Homélie du Père Dampt pour les obsèques du Père Daniel Billecocq
Nous nous sommes rencontrés avec Daniel, le 3 octobre 1942 à la rentrée de la classe de 5ème à Flavigny.
C'était un garçon souriant, plutôt timide d'apparence et cependant décidé. A l'âge où l'on passe du rire aux larmes de l'enthousiasme ou du découragement, du calme à l'excitation, il était calme, pacifique, égal à lui-même, jamais abattu, jamais excité. Volontaire pour les services à rendre de la cave au grenier, balayage, épluchage, jardinage, plonge, il n'aimait pas commander et n'a jamais pris goût à commander. Il fut, comme tout le monde, chef d'équipe, chef de patrouille, organisateur de veillées, animateur de réunions mais sans que cela lui répugne. Son joug restait doux et son fardeau léger.

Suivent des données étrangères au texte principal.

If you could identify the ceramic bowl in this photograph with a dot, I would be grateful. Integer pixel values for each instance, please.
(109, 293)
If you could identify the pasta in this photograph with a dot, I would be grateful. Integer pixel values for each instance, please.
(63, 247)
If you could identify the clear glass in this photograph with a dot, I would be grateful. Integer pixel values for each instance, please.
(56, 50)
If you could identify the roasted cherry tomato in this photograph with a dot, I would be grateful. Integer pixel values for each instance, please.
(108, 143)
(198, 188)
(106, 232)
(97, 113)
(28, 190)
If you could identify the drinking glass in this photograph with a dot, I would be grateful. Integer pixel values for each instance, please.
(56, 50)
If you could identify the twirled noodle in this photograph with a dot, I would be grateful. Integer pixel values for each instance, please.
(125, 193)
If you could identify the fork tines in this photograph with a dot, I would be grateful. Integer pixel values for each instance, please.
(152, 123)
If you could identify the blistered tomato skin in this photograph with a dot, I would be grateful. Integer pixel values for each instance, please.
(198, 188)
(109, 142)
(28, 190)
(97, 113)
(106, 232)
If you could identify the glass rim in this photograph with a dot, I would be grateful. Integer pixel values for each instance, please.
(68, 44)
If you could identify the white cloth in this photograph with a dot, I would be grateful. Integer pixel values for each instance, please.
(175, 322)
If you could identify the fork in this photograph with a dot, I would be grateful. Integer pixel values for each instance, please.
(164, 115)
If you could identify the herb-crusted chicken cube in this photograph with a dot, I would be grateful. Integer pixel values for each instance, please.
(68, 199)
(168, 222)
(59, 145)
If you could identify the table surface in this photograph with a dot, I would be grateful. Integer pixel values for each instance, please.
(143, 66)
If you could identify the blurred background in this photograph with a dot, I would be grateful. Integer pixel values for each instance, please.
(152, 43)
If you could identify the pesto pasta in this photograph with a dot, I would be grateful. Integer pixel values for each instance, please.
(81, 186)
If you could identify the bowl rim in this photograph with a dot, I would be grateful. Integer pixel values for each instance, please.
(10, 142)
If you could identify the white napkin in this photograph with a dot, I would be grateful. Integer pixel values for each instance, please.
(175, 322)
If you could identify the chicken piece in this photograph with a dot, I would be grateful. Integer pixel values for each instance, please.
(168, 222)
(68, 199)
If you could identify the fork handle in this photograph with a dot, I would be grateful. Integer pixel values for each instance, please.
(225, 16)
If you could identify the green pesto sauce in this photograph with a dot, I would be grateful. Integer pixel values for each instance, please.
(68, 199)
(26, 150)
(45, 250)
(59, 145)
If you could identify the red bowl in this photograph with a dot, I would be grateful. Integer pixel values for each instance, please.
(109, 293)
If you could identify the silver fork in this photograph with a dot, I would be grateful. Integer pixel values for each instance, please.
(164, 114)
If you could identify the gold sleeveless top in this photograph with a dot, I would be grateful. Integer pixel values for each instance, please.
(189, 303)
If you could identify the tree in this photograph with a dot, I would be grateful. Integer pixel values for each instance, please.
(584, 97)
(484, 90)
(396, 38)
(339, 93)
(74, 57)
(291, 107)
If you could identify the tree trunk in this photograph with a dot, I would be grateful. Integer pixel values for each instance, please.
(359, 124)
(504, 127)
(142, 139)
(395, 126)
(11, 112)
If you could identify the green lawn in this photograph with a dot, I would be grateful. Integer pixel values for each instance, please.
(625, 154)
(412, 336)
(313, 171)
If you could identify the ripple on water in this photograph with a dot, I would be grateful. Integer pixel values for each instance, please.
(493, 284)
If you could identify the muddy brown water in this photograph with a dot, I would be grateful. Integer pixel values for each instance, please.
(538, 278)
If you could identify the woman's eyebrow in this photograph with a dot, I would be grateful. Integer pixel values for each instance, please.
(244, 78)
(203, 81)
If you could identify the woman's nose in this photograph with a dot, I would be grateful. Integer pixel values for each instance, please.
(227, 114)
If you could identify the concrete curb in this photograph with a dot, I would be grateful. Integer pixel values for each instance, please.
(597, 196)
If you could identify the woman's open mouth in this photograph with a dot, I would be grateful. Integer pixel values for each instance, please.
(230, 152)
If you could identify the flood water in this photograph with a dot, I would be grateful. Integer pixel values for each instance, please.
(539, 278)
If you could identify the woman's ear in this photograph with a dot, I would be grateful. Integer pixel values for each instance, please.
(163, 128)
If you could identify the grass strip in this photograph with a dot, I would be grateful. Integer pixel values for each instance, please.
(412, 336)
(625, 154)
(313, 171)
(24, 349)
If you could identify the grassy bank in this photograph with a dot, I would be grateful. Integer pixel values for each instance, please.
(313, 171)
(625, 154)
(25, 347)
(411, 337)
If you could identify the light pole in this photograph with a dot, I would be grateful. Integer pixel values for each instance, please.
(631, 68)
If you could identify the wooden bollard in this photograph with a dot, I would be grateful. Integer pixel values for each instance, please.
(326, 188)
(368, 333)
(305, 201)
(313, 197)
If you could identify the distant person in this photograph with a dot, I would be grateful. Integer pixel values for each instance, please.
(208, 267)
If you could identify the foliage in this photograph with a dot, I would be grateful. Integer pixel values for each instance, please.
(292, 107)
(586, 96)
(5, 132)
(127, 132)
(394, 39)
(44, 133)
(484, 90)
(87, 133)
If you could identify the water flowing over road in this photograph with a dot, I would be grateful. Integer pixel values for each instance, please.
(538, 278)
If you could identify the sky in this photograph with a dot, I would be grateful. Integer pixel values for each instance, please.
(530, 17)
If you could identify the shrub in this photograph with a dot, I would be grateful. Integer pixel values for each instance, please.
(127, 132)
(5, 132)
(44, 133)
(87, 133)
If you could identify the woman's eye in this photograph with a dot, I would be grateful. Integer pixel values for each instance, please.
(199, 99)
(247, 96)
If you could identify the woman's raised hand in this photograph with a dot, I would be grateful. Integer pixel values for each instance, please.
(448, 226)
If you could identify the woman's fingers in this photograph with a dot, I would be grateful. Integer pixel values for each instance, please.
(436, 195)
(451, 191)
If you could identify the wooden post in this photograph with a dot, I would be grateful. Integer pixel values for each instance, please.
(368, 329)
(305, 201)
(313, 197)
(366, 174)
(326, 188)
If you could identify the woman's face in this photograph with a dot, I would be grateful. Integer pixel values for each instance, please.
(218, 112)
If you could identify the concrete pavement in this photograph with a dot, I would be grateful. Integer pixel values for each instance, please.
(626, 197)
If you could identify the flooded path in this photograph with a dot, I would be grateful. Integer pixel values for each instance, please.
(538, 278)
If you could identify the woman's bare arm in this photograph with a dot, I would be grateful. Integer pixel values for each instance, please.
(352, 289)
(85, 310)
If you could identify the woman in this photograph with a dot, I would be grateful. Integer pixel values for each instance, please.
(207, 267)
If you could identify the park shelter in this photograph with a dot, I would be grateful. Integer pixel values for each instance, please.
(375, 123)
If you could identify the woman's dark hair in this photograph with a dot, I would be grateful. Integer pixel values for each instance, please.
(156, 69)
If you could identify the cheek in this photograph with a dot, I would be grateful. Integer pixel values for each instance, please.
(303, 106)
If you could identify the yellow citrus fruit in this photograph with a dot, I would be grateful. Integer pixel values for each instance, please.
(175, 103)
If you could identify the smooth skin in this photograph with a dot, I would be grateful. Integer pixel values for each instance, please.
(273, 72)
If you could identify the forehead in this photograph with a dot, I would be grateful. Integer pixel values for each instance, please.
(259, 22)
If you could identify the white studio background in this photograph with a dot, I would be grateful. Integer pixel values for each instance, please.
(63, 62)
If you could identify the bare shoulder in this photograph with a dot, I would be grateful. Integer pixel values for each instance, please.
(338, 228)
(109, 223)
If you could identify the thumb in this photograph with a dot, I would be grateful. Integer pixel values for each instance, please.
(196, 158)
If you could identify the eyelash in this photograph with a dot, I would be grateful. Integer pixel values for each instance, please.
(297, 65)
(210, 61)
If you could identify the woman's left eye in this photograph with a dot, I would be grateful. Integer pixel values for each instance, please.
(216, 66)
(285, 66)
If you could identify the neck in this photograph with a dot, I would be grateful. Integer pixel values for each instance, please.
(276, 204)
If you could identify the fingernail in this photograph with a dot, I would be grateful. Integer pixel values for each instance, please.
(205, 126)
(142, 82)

Que ce soit dans sa jeunesse, ses premiers services à la cathédrale, son aumônerie à St Bénigne et ses différents ministères, Daniel s'est toujours présenté comme un appui et un appui solide. C'est sa douceur qui a toujours frappé.
Heureux les doux. Il n'est pas plus tenace qu'un doux. Le doux est patient, conscient qu'il faut semer avant de récolter, que la meilleure façon de marcher c'est encore la nôtre, c'est de mettre un pied devant l'autre et recommencer. Daniel a beaucoup semé, travaillé ses homélies du lundi au samedi, reprenant, raturant, faisant siennes les recommandations de Paul à Timothée : « Proclame la Parole, insiste à temps et à contretemps, reprends, menace, exhorte, toujours avec patience et souci d'enseigner. Fais oeuvre d'évangéliste, remplis ton ministère ». Les beaunois en ont bien profité. Il était obligeant
Heureux les doux. Le doux est le contraire d'un révolté. Je n'ai jamais entendu Daniel râler, ni critiquer ses confrères, ses supérieurs ou qui que ce soit.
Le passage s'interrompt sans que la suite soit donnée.